Dynamic Programming : Solving Linear Programming Problem using Dynamic Programming Approach

exampleExample 1

Maximize z = 5x1 + 9x2

subject to

-x1 + 5x2 ≤ 3
5x1 + 3x2 ≤ 27

x1, x2 ≥ 0

Solution.

Given
-x1 + 5x2 ≤ 3   ...........(i)
5x1 + 3x2 ≤ 27   ...........(ii)

Let R1 & R2 be the resources associated with first and second constraint respectively.
The maximum value of the resources are specified in the RHS of the two constraints, i.e., R1= 3 & R2 = 27.
From equation (i), if we are deciding only on x2 and RHS is R1, then 5x2 has to be less than or equal to R1, i.e., x2 ≤ R1/5.

Similarly, from equation (ii), we have
X2 ≤ R2/3.

Since we are maximizing, the maximum value of x2 has to be equal to the minimum of R1/5 and R2/3.
ƒ2(R1, R2) = Max (9x2)
= 9 Max (x2)
= 9 Min (R1/5, R2/3) -------(iii)

ƒ1(3, 27) = Max [5x1 + ƒ2(3 + x1, 27 – 5x1)] ------(iv)
0 ≤ x1 ≤ 27/5

From equation (iii),
ƒ2(R1,R2) = 9 Min (R1/5, R2/3) ----(iv)

Therefore, ƒ2(3 + x1, 27 – 5x1) = 9 Min [(3 + x1)/5, (27 – 5x1)/ 3]

From equation (iv)
ƒ1(3, 27) = Max {5x1 + 9 Min[ (3 + x1)/5, (27 - 5x1)/3] } -----(v)

We now find the range of x1 for which (3 + x1)/5 < (27 – 5x1)/3.

Comparing (3 + x1)/5 & (27 – 5x1)/3, we get

(3 + x1)
-----------
5

=

(27 – 5x1)
-------------
3

3(3 + x1) = 5(27 – 5x1)
9 + 3x1 = 135 – 25x1
x1 = 4.5

From equation v), we have
ƒ1(3,27) = Max [5x1 + 9(3 + x1)/5] if x1 ≤ 4.5
= Max [5x1 + 9(27 - 5x1)/3] if x1 > 4.5

From the above, the maximum occurs at x1 = 4.5
x2 = Min [3 + 4.5)/5 ,(27 – 5 X 4.5)/3]
= Min (7.5/5, 4.5/3) = 1.5

Hence, the optimal solution is

x1 = 4.5, x2 = 1.5
z = 5 X 4.5 + 9 X 1.5 = 22.5 + 13.5 = 36

example Example 2: Solving Linear Programming using Dynamic Programming

Maximize Z = 3x1 + 5x2

subject to

x1 ≤ 4
x2 ≤ 6
3x1 + 2x2 ≤ 18

x1, x2 ≥ 0

Solution.

x1 ≤ 4   .........(i)
x2 ≤ 6   .........(ii)
3x1 + 2x2 ≤ 18   .........(iii)

Let R1, R2 & R3 be the resources associated with first, second and third constraint respectively.
The maximum value of the resources are specified in the RHS of the two constraints, i.e., R1= 4, R2 = 6 & R3 = 18.
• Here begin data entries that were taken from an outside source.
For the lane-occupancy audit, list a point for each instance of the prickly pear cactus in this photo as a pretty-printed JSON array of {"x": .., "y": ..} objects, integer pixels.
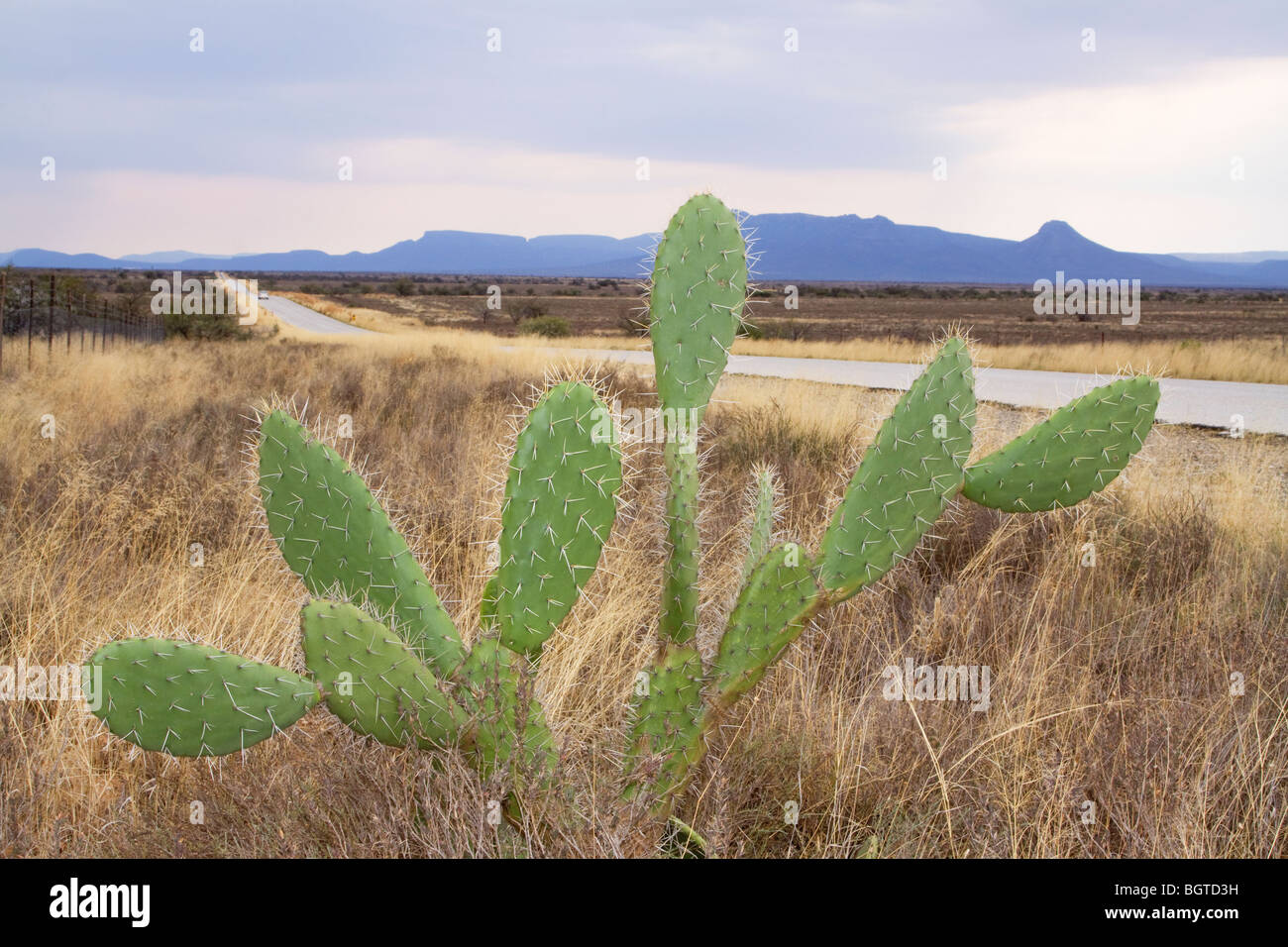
[
  {"x": 375, "y": 682},
  {"x": 389, "y": 663},
  {"x": 906, "y": 478},
  {"x": 699, "y": 285},
  {"x": 336, "y": 538},
  {"x": 511, "y": 740},
  {"x": 771, "y": 613},
  {"x": 561, "y": 500},
  {"x": 668, "y": 735},
  {"x": 192, "y": 699},
  {"x": 1074, "y": 453}
]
From equation (ii), if we are deciding only on x2 and RHS is R2 then x2 has to be less than equal to R2, i.e., x2 ≤ R2.

Similarly, from equation (iii), we have
2x2 ≤ R3
or x2 ≤ R3/2

Since we are maximizing, the maximum value of x2 has to be equal to the minimum of R2 & R3/2.
ƒ2(R1,R2, R3) = Max (5x2)
= 5 Max (x2)
= 5 Min (R2, R3/2)   ...........(iv)

ƒ1(4,6,18) = Max [3x1 + ƒ2(4 - 2x1, 6, 18 - 3x1)]
x2 ≤ 2, x1 ≤ 6, x1 ≥ 0

From equation (iv) & (v)

ƒ1(R1,R2, R3) = Max [3x1+ 5 Min (6, (18 - 3x1)/2] ...........(vi)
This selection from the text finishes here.